Por outro lado, para lidar com públicos diversos é preciso diversificar a mensagem. “Nós criamos muitos conteúdos nativos de cada rede social. Por exemplo, o que publicamos no Instagram não levamos ao X, porque são públicos diferentes. Já no TikTok, é um público diferente, muito mais jovem. Então, o que eu faço dentro do TikTok do Duolingo, eu não levo também para o Instagram, onde o pessoal pode não entender algumas coisas”, conta Analigia.

Live Marketing: experiências ousadas

No campo do Live Marketing, os riscos da ousadia se multiplicam. Afinal, se o público não entender uma ativação, não tem como apenas tirar a experiência do ar. Mesmo assim, a receita para “sair da caixa” é similar ao contexto digital.

“Quando falamos sobre investir em experiências ousadas para marcas, o maior benefício que contabilizamos é o destaque que o inusitado ganha no olhar do consumidor. Hoje, ele é bombardeado por uma quantidade absurda de informações, o que faz com que o comum se perca e vire paisagem. Buscar o incomum em uma experiência, é uma maneira de reconquistar a atenção do consumidor, que se perdeu ao longo do tempo”, explica o co-CEO da AKM.

Uma das formas que as marcas encontraram de surpreender é abrir pop-ups ou lançar produtos de um outro segmento de mercado, mesmo que temporariamente. A sorveteria da Granado, por exemplo, com sabores inspirados nas fragrâncias da marca, foi um dos assuntos mais comentados do verão. Internacionalmente, a LEGO segue inovando com a abertura de floriculturas em várias cidades da Europa — e sim, as flores são de lego.
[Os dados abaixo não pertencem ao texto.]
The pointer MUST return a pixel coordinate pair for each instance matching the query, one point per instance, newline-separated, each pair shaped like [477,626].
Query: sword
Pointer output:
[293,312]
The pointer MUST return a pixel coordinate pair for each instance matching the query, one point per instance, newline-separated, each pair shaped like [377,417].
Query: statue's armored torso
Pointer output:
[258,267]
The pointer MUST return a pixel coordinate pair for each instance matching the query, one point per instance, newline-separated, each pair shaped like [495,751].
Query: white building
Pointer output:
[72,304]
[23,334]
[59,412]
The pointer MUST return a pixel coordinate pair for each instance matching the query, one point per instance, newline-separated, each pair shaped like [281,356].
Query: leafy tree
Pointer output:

Floricultura da LEGO em Londres
Floricultura da LEGO em Londres. Foto: Divulgação

Dividir o risco ajuda?

Às vezes, é mais fácil para a marca ousar se não estiver sozinha. É o caso de tantas collabs improváveis que temos observado ao longo de 2024. Recentemente, Havaianas e Dolce&Gabbana abriram uma loja em conjunto em São Paulo. O próprio Burger King fez parceria com Carmed este ano para lançar o protetor labial sabor churrasco. E quem lembra do tênis da Rebook que comporta uma lata de pepsi? Nesses casos, a surpresa vem de uma combinação de marcas que o público não espera ver juntas.

Afinal, vale a pena correr o risco?

Cada marca é diferente e, embora alguns riscos tenham o efeito indesejado, não correr nenhum risco pode ser pior do que começar a assumi-los. Nenhuma campanha de Marketing sai do papel sem uma boa lista de prós e contras e com experiências ousadas é a mesma história. O importante é preparar o time para reverter às críticas, afinal, a máxima do “falem bem, falem mal, mas falem de mim” não é aplicável à reputação das marcas. Por isso, é preciso entender que, sem uma direção, a bravura por si só pode ser desastrosa.